Topic: Performance issues on M1 mac (arm64) with multicore rendering

Hello,

Fantastic work Modartt on the Pianoteq 7.1.0 release! It's really great to have native arm64 support. I am enjoying Pianoteq a lot.

I would like to report an issue about performance on a M1 mac. In short, the performance index shows large fluctuations, probably due to heterogeneous cores in the M1 chip. Here are some screenshots: https://imgur.com/a/f5OcBgr

---------------------

- arm64 native, multicore rendering: Performance index 62..135 (warning: large fluctuations) https://i.imgur.com/y6pJdVc.png
- arm64 native, singlecore rendering: Performance index around 143 https://i.imgur.com/X7dls9p.png
- Rosetta 2, multicore rendering: Performance index 75..98 https://i.imgur.com/7PdOk8a.png
- Rosetta 2, singlecore rendering: around 103 https://i.imgur.com/DfmP7lj.png

In the above case, I used a layered instrument consisting of two piano layers (which is of course more CPU-intensive). When it comes to a single-layered instrument, however, I feel it is more stable (performance index around 100..138 with multicore rendering). FYI I am using a M1 mac with 8GB RAM.
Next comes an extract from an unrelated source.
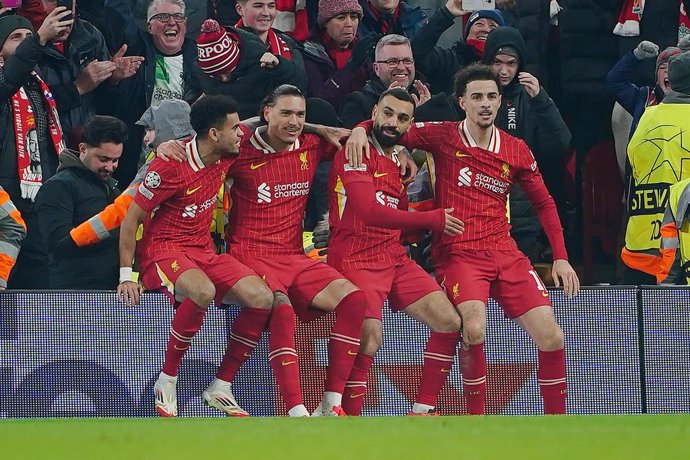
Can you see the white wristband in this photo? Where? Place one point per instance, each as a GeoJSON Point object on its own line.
{"type": "Point", "coordinates": [125, 274]}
What is strange here is that with multicore rendering enabled on native arm64 mode, the performance fluctuates a lot. I guess this is because M1 has four high-performance Firestorm cores and four energy-efficient Icestorm cores and things are much slower on Icestorm cores. However, the gap is not as big as this when Pianoteq is running under Rosetta2's x86_64 emulation mode. I feel when multicore rendering is used, we should use only high-performance cores (not sure this is configurable from an application) to attain better stability.

My experience is that, on native arm64 mode, sound rendering is more stable with multicore rendering disabled in general (and you can see higher performance index). However, when the audio load is very high, I often hear some crackles as it would utilize only one core. Overall, the setting that worked most stably for me is Rosetta2 + multicore rendering.


Thank you!

Last edited by joelw (16-01-2021 00:14)

Re: Performance issues on M1 mac (arm64) with multicore rendering

I also have this issue.

Pianoteq 7.2.1 ARM native
MacOS 11.2.3

reaper ARM native

VST3 version of pianoteq

Pianoteq is basically unusable at 48khz 64 or 128 samples buffer.

My i5 quadcore windows machine from 2013 does way better.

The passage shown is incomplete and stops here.